И в результате — вывод, синтезирующий сказанное выше: настоящее, “правильное” изучение литературы немыслимо без любви к этому предмету. Можно не любить, скажем, геометрию или русский язык — и знать их на достаточно высоком уровне. Но вот искусство (любой род искусства) на достаточно высоком уровне знают только те, кто к нему тянется душой, — и тут уж никакие преграды им не страшны.

“Насильно мил не будешь” — говорит русская пословица. Это веками выстраданный жизненный опыт, в слове излившийся и устоявшийся. И каждый из нас знает, насколько верна эта мысль. Да, верна, но — как мы думаем — не по отношению к литературе. Люби, люби, люби… Не хочешь? Вот тебе! Теперь — люби!..

Каков же выход? Думаю, что нам, словесникам, стоит раскрепоститься внутренне и перестать ощущать себя всемогущими богами, от которых только и зависит будущее. Освободиться от навязанной веками традиции сознания просветительского долга интеллигенции перед народом. Освободиться от нелепой миссии насильного вколачивания понятия о прекрасном в неподатливое и сопротивляющееся сознание массы.

Освободиться для тех, кому мы нужны, кто хочет общения с литературой. “Сохрани свой костёр, и другие придут обогреться…” Нам надо вспомнить и о парадоксальности человеческого сознания, о том, что “запретный плод сладок”. О том, что дорогая нашему сердцу литература — и сама по себе сильна, и не она при нас, а мы — при ней.

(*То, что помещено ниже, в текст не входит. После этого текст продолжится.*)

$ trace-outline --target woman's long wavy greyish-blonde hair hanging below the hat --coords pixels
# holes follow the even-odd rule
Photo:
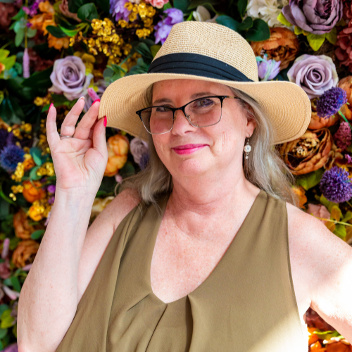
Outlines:
[[[234,96],[239,97],[238,101],[244,113],[257,123],[250,138],[252,150],[249,159],[243,158],[242,163],[246,179],[275,199],[298,206],[298,196],[292,189],[295,177],[273,144],[274,135],[270,119],[255,99],[238,89],[229,88]],[[146,106],[151,106],[153,84],[146,90],[145,99]],[[148,137],[149,163],[144,170],[127,177],[118,187],[119,191],[135,189],[145,205],[156,204],[158,195],[172,191],[172,176],[156,153],[151,134],[148,134]]]

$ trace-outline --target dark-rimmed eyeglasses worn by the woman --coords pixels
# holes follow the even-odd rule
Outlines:
[[[175,111],[182,110],[184,116],[193,127],[209,127],[221,120],[222,101],[226,98],[239,99],[237,96],[215,95],[189,101],[180,108],[171,106],[151,106],[136,111],[146,131],[150,134],[164,134],[172,130]]]

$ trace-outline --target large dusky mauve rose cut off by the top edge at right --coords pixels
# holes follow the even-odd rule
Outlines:
[[[341,20],[342,10],[342,0],[291,0],[282,13],[292,25],[312,34],[324,34]]]

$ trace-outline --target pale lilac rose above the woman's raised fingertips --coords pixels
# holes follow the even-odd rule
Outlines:
[[[86,67],[82,58],[78,56],[66,56],[56,60],[50,75],[53,87],[49,89],[49,92],[63,93],[68,100],[86,95],[93,75],[92,73],[86,75],[85,72]]]

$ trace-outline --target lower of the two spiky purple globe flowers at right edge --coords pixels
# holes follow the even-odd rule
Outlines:
[[[352,183],[348,172],[337,166],[324,172],[319,187],[325,198],[334,203],[343,203],[352,197]]]

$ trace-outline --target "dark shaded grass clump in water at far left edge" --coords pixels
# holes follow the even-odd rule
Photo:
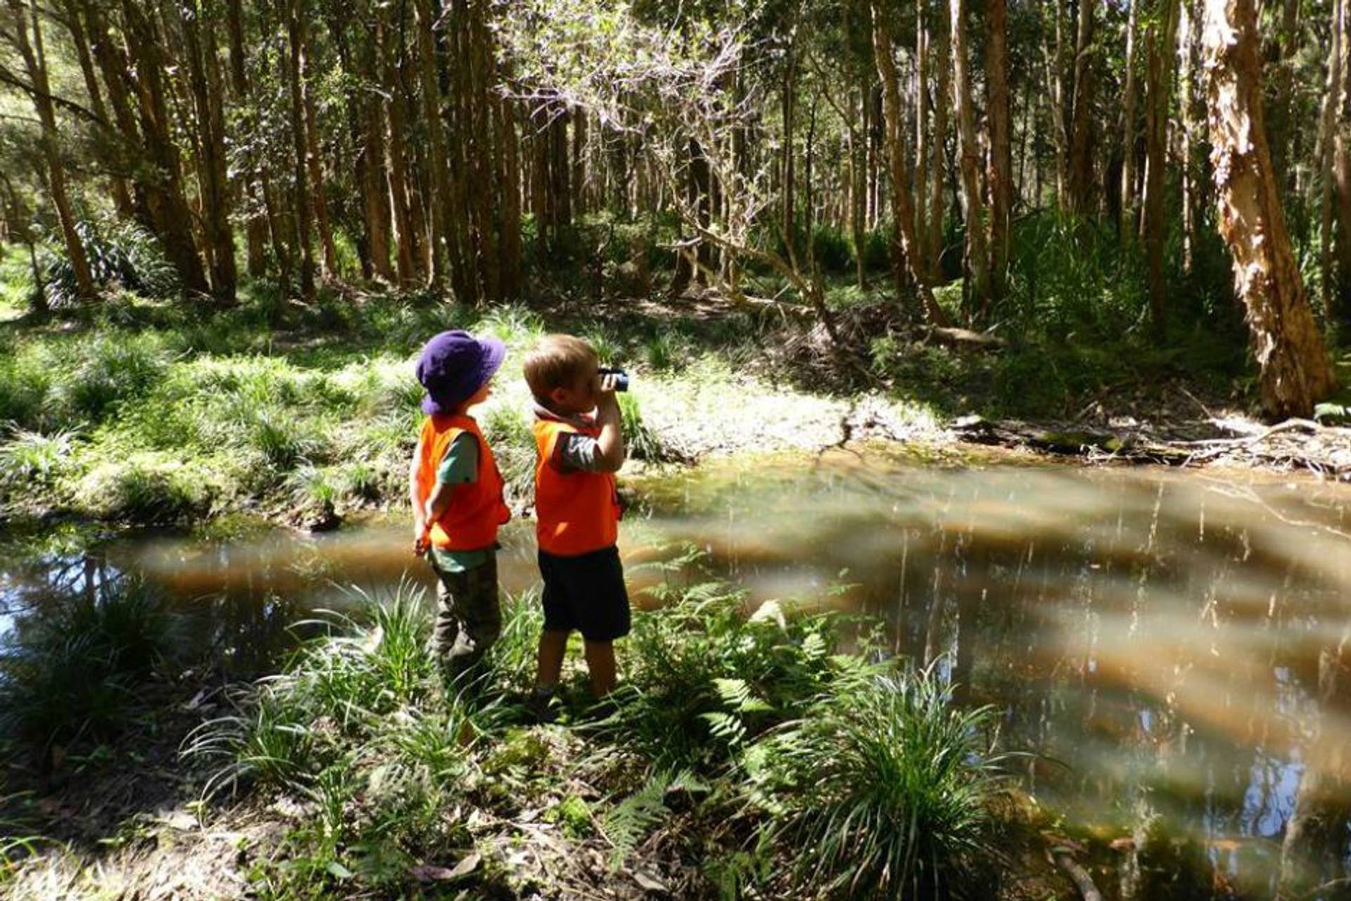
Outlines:
[[[127,578],[42,604],[0,646],[0,735],[46,754],[116,733],[154,674],[182,655],[180,627],[159,596]]]

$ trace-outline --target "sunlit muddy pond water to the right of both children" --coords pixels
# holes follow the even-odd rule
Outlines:
[[[1027,785],[1070,819],[1123,836],[1159,820],[1224,892],[1271,897],[1296,858],[1316,871],[1304,897],[1344,890],[1351,686],[1343,669],[1320,690],[1320,659],[1351,623],[1346,488],[840,455],[809,478],[707,475],[657,505],[658,531],[761,596],[855,584],[898,652],[948,655],[1005,740],[1048,758]],[[1332,785],[1317,804],[1313,756]],[[1331,838],[1282,855],[1300,804]]]

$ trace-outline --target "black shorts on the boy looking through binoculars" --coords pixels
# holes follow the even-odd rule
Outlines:
[[[546,632],[577,629],[588,642],[628,635],[628,589],[617,547],[577,557],[540,551],[539,574],[544,577]]]

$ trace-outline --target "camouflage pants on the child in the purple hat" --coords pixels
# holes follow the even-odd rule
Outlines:
[[[474,667],[503,631],[497,602],[497,557],[463,573],[450,573],[435,563],[436,627],[432,650],[449,678]]]

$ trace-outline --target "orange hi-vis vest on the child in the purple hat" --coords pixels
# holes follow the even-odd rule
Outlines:
[[[417,504],[426,509],[431,489],[436,485],[436,467],[461,432],[478,440],[478,481],[455,485],[455,494],[446,511],[430,524],[432,547],[447,551],[477,551],[497,542],[497,527],[511,519],[503,503],[503,477],[497,471],[493,451],[478,431],[478,423],[469,416],[428,416],[423,423],[417,446]]]

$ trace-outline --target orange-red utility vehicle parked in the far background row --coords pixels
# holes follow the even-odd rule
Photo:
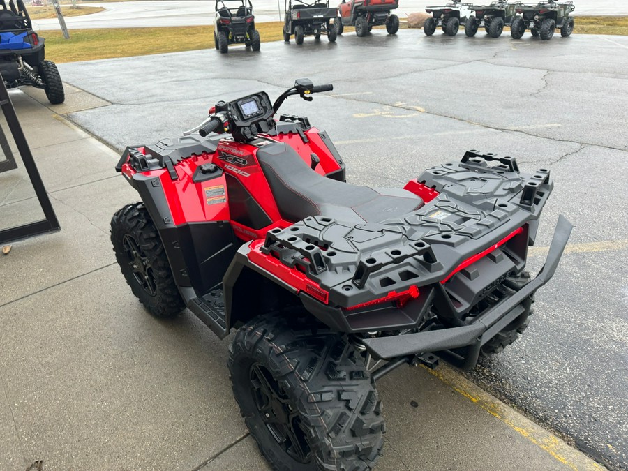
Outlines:
[[[353,26],[357,36],[361,38],[380,24],[386,25],[389,34],[395,34],[399,29],[399,17],[391,15],[390,10],[395,10],[398,6],[398,0],[343,0],[338,5],[338,34],[343,33],[345,26]]]

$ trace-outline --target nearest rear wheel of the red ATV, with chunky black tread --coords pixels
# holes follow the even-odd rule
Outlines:
[[[343,336],[258,316],[235,334],[228,366],[242,417],[274,469],[373,467],[384,444],[380,400]]]

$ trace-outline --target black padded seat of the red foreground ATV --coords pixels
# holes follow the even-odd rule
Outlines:
[[[347,223],[378,223],[423,206],[420,197],[398,188],[355,186],[313,171],[292,147],[268,144],[257,151],[281,217],[297,221],[327,216]]]

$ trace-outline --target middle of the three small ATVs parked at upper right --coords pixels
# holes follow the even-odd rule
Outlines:
[[[504,26],[511,27],[514,39],[523,36],[521,26],[523,19],[516,16],[517,3],[508,3],[506,0],[494,1],[490,5],[474,5],[469,8],[475,15],[470,15],[465,21],[465,34],[475,36],[478,28],[484,28],[491,38],[499,38]],[[514,25],[514,27],[512,27]]]

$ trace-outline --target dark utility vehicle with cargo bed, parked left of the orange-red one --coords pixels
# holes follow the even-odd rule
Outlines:
[[[294,42],[303,44],[305,36],[314,35],[320,39],[321,34],[327,34],[330,43],[336,42],[338,25],[334,23],[338,15],[338,8],[329,8],[327,1],[286,0],[285,20],[283,22],[283,40],[290,42],[294,34]]]

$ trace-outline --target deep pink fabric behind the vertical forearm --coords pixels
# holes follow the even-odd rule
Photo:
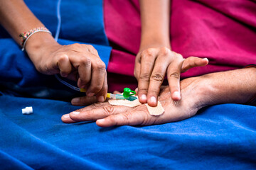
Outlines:
[[[139,50],[139,1],[104,1],[105,30],[112,55],[107,71],[133,76]],[[183,57],[207,57],[210,64],[182,78],[256,64],[256,2],[172,0],[171,48]]]

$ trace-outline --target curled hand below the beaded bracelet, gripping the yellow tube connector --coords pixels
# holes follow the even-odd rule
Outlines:
[[[44,36],[47,41],[36,45],[35,41],[40,40],[38,36]],[[79,88],[87,89],[87,97],[96,96],[97,101],[105,101],[107,73],[105,63],[100,59],[97,50],[86,44],[60,45],[48,36],[48,33],[35,34],[26,44],[28,56],[38,72],[60,74],[61,77],[78,81]],[[80,102],[76,103],[78,105]]]

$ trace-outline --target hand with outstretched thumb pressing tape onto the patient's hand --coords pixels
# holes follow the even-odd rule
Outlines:
[[[167,76],[171,98],[181,100],[180,74],[193,67],[208,64],[207,59],[188,57],[171,51],[168,47],[146,48],[138,53],[135,60],[134,77],[138,81],[138,96],[141,103],[156,106],[160,86]]]

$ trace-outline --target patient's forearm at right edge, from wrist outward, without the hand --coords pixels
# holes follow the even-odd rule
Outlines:
[[[246,103],[256,94],[256,68],[206,74],[206,105]]]

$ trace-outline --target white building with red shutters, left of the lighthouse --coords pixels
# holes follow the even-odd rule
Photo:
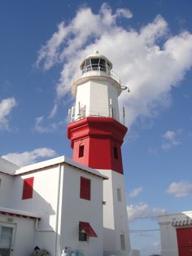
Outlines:
[[[36,245],[103,255],[103,179],[66,157],[23,168],[0,158],[0,255],[30,255]]]

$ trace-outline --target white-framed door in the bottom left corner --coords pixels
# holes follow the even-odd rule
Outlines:
[[[14,225],[0,223],[0,256],[11,256]]]

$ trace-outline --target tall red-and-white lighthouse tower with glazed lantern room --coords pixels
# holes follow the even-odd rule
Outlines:
[[[76,104],[68,125],[73,161],[99,170],[103,183],[103,256],[131,254],[121,145],[127,127],[120,118],[120,77],[98,51],[81,62],[72,81]],[[97,214],[97,213],[95,213]]]

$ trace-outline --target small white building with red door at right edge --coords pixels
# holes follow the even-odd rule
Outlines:
[[[192,211],[159,217],[161,256],[192,255]]]

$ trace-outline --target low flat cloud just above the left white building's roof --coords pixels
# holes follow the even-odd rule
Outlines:
[[[39,161],[41,158],[55,157],[56,152],[50,148],[36,148],[33,151],[13,152],[2,156],[2,158],[13,162],[17,166],[28,166]]]

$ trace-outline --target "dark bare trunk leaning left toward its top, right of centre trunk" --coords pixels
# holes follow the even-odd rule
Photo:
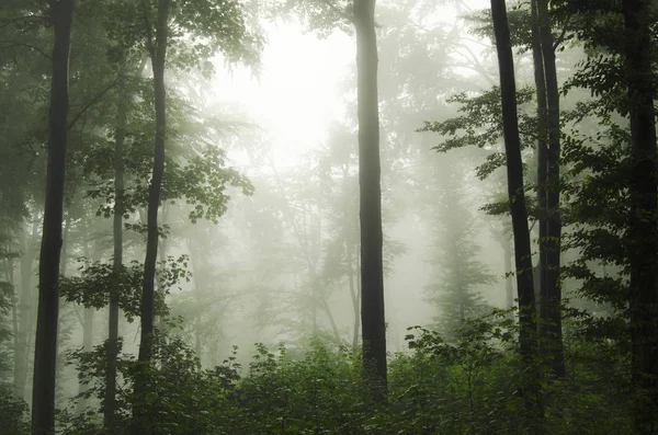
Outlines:
[[[519,341],[521,357],[530,370],[530,378],[524,391],[530,408],[529,425],[535,426],[535,416],[541,409],[536,379],[536,324],[534,321],[535,298],[532,277],[532,260],[530,249],[530,231],[527,229],[527,210],[523,191],[523,164],[521,160],[521,141],[519,138],[519,119],[517,113],[517,83],[514,79],[514,59],[510,43],[510,30],[504,0],[491,0],[491,18],[496,35],[496,49],[500,69],[500,96],[502,103],[502,128],[508,175],[508,195],[514,232],[514,263],[517,267],[517,288],[519,291]]]

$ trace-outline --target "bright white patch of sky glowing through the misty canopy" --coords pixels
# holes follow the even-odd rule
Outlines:
[[[355,61],[351,36],[336,33],[318,41],[294,22],[271,25],[260,78],[245,69],[220,71],[214,79],[217,102],[242,107],[268,130],[276,164],[295,164],[317,147],[333,119],[342,117],[340,83]]]

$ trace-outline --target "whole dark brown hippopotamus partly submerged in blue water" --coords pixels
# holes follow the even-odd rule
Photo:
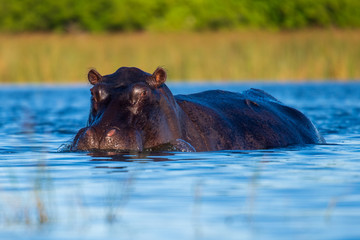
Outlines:
[[[166,71],[121,67],[93,85],[87,125],[73,151],[218,151],[321,144],[324,138],[300,111],[270,94],[211,90],[174,96]]]

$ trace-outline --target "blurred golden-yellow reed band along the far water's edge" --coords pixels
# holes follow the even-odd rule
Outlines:
[[[1,83],[86,83],[121,66],[170,81],[360,79],[360,30],[0,35]]]

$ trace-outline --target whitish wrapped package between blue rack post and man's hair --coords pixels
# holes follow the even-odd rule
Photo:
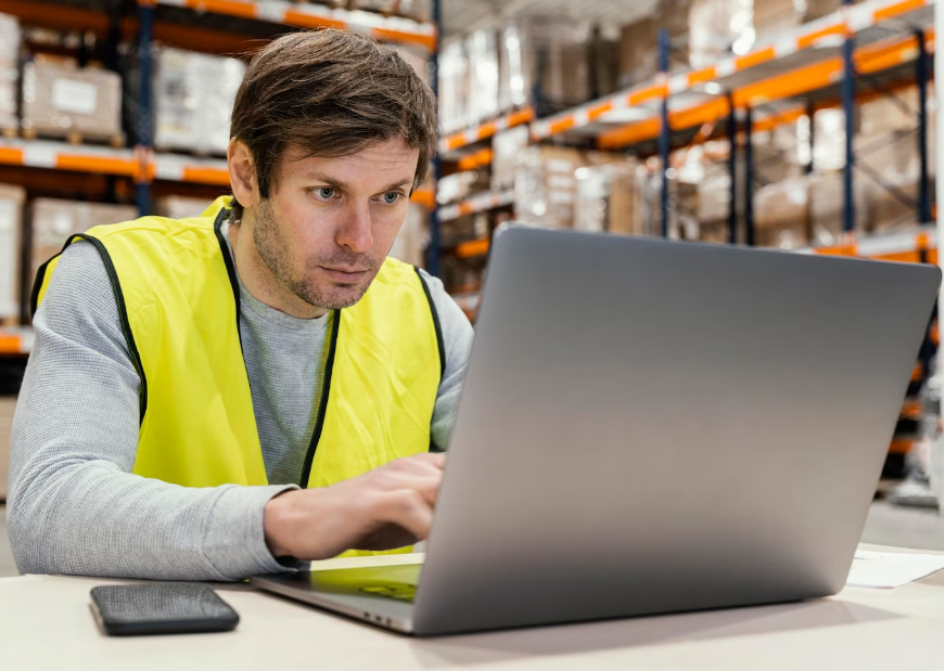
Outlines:
[[[154,145],[226,154],[230,114],[244,74],[237,59],[162,49],[154,77]]]

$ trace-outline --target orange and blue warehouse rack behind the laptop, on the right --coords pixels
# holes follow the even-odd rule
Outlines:
[[[754,242],[753,227],[753,152],[752,134],[758,130],[795,120],[807,107],[841,106],[847,112],[846,165],[843,184],[843,240],[837,247],[816,249],[825,254],[865,254],[895,257],[904,254],[900,247],[908,240],[908,254],[927,256],[922,241],[927,234],[914,232],[891,238],[878,236],[857,244],[852,234],[854,214],[854,168],[856,151],[853,144],[854,108],[863,95],[856,81],[872,76],[883,79],[906,78],[916,82],[919,96],[927,101],[931,74],[929,54],[934,48],[934,0],[867,0],[846,4],[841,11],[790,30],[771,43],[756,47],[741,56],[730,56],[697,70],[668,72],[669,42],[660,36],[661,73],[651,81],[574,107],[573,109],[530,122],[531,140],[549,140],[586,146],[591,143],[602,151],[635,151],[640,155],[656,154],[661,158],[662,181],[660,210],[663,235],[667,234],[669,154],[679,146],[726,136],[729,141],[728,170],[733,172],[737,155],[743,146],[748,179],[730,179],[731,211],[729,242]],[[886,88],[888,81],[878,85]],[[835,91],[839,89],[839,91]],[[794,102],[803,98],[806,105]],[[764,116],[760,113],[767,112]],[[632,115],[629,122],[613,122],[614,115]],[[931,221],[931,192],[928,179],[928,119],[926,105],[918,114],[918,141],[921,176],[916,210],[919,223]],[[459,169],[487,165],[490,153],[482,149],[482,139],[494,134],[494,124],[454,133],[441,143],[444,157]],[[710,132],[704,133],[709,127]],[[745,188],[738,190],[741,184]],[[886,185],[885,185],[886,186]],[[483,211],[483,204],[503,207],[502,194],[476,194],[446,212]],[[739,235],[737,203],[743,202],[744,231]],[[905,237],[902,237],[905,235]],[[891,241],[894,241],[892,244]],[[936,244],[936,238],[932,238]],[[883,244],[891,246],[885,249]],[[486,241],[474,241],[474,248],[487,250]],[[933,254],[933,249],[931,250]]]

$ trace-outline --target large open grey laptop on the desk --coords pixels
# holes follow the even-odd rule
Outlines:
[[[254,585],[421,636],[842,589],[936,267],[512,227],[488,268],[422,567]]]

Мы-то ведь знаем, что предмет наш не просто интересный — он дивный. Убрать пугало экзамена и заниматься литературой так, чтобы это была отдушина, чистый родник для ребячьих душ. Строить уроки так, чтобы было интересно (что вовсе не просто). Но главное — чтобы хотелось читать потом

Нам, словесникам, хватит всеобщего ЕГЭ по русскому языку. Два таких экзамена нам не потянуть — надорвёмся. Литература в школе должна изучаться всеми, но экзамен по литературе должен быть — по выбору. По выбору ученика, литературу любящего и потому знающего. По выбору ученика, литературу знать желающего — пусть даже по сугубо прагматичным соображениям (для поступления в вуз). Такого ученика, с которым выйти на любой экзамен — не страх для учителя, а только труд и преодоление трудностей.

Примечание

1 Автору этих строк хорошо известна и вполне понятна позиция категорического неприятия большинством лучших учителей Санкт-Петербурга самой идеи ЕГЭ по литературе. Всероссийская конференция, организованная Ассоциацией гимназий Санкт-Петербурга (28–30 марта 2007 года), показала, что не только в нашем городе, но и во многих городах России отношение к ЕГЭ по литературе — резко отрицательное.